I noticed that when prototyping, tools like Swagger / OpenAPI are popular. Prototypes are much more elaborated models of your final product. They are similar to the scenery for the film. If you do not look closely - you see almost a real scene! The team should be able to prepare a detailed prototype in just a few days. Such a prototype should be free to connect to test tools, virtualization services, and other platform elements, so that you can directly observe how it interacts with your system. Prototypes are needed to test them. They are your last line of defense before you have to spend money on creating a real working API.

This is where the build phase ends. Next, we must formulate a work plan, set deadlines and begin to turn the prototype into a product. Sketch and prototype we needed to work out the details, identify bugs, etc. The build process itself is not so interesting. You just need to show the finished result every day, step by step to implement the API until the work is ready. Many companies seek to ensure that the assembly of the API takes no more than 90 days.

Three API management whales

Finally, if we look at the situation more broadly than at the level of the design and implementation of a single API, the organization must adhere to a viable program for working with the API and apply general API design recommendations that will be known to all teams. Informal regulation allows you to control the development of API across the enterprise, without going into excessive oversight of implementation details.
Eric Wilde, my colleague from API Academy, stresses how important it is to “manage the terrain of your API,” that is, regulate the three key elements of the API program: protocols, formats, terminology.

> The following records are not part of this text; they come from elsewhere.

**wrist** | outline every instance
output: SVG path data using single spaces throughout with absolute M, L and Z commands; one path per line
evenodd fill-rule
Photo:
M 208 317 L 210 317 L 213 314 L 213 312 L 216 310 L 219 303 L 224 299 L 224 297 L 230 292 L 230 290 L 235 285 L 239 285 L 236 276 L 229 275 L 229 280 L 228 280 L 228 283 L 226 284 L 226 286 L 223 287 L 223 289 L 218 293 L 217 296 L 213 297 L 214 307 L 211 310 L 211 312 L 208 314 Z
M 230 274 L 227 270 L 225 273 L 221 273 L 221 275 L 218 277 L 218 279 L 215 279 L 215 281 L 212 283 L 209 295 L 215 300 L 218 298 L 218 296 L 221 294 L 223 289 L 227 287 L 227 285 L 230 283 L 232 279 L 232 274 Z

Protocol regulation is a clear indication of which application-level protocols an API team should support when preparing new releases. Most companies believe that all new APIs should support HTTP. Some also indicate other optional protocols, such as MQTT, Thrift, and other binary protocols. Here it is most important to inform all teams in advance: “If you want to ensure the interoperability of your APIs in the future, you should use these protocols.” To fulfill this rule, it is advisable to use a continuous delivery pipeline.

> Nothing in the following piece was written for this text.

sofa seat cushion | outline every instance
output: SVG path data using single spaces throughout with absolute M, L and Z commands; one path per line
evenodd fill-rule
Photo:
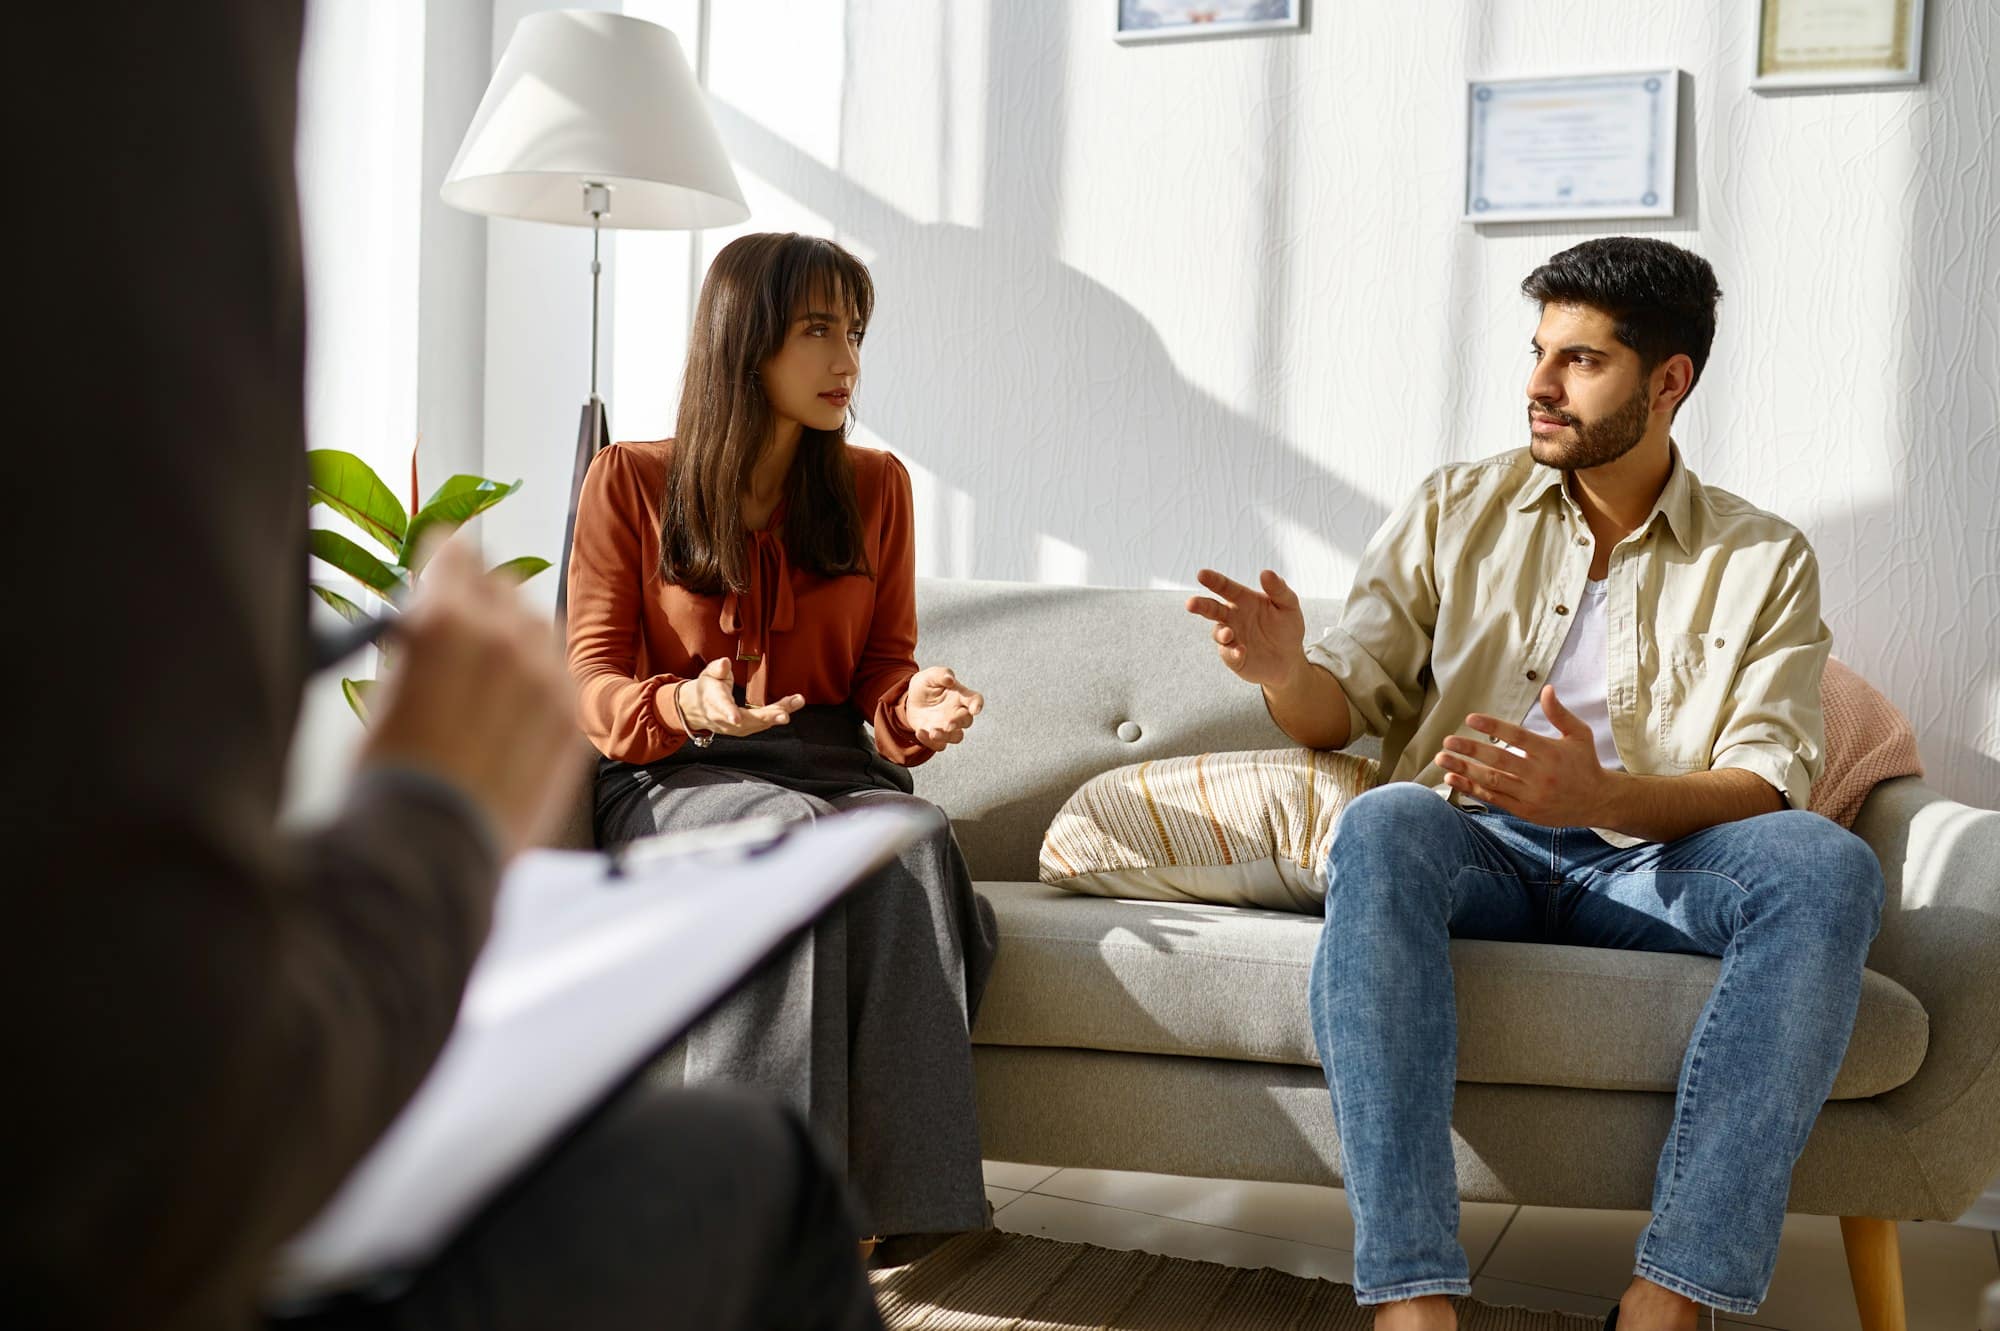
M 1311 915 L 1079 896 L 983 882 L 1000 955 L 973 1041 L 1315 1067 Z M 1458 1079 L 1671 1092 L 1721 963 L 1556 944 L 1452 943 Z M 1923 1007 L 1887 976 L 1861 1010 L 1833 1099 L 1902 1085 L 1928 1047 Z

The regulation of formats means that you need to agree in what formats the data will be sent between services. Almost all browsers expect a response in HTML-format - just at the level of your API you need to decide in what format it will interact with the entire ecosystem. Most companies prefer simple formats, such as JSON, XML or CSV, but their message models lack key metadata, in particular, object names, links, and input forms — and they are necessary for long-term interactions. On the other hand, I know of companies that use more advanced formats, such as HAL, Siren, and Collection + JSON for HTTP-based APIs. For binary interactions between services, many organizations take protobuf and similar formats as the basis. No matter which format you choose,

The third whale of API management is terminology. In this case, we are talking about control over the names of data points and identifiers of actions used when exchanging messages between services. Adhering to the terminology, the organization can have no doubt that new services will be normally accepted by existing ones. Recalling the “common language” proposed by Eric Evans for subject-oriented design (DDD), I note that the terminology you chose is needed in order to talk about the most critical business operation. It should be difficult to release in the production of such a service, which uses "completely new" names of data fields and action identifiers. On the contrary, elements of the assembly line must be tested for compliance with the common terminology adopted throughout the company,

Having mastered these principles: “First of all - API”, “sketch-prototype-assembly” and “three whales of management API”, your team will be able to use their API at full capacity, without risking their stability during execution.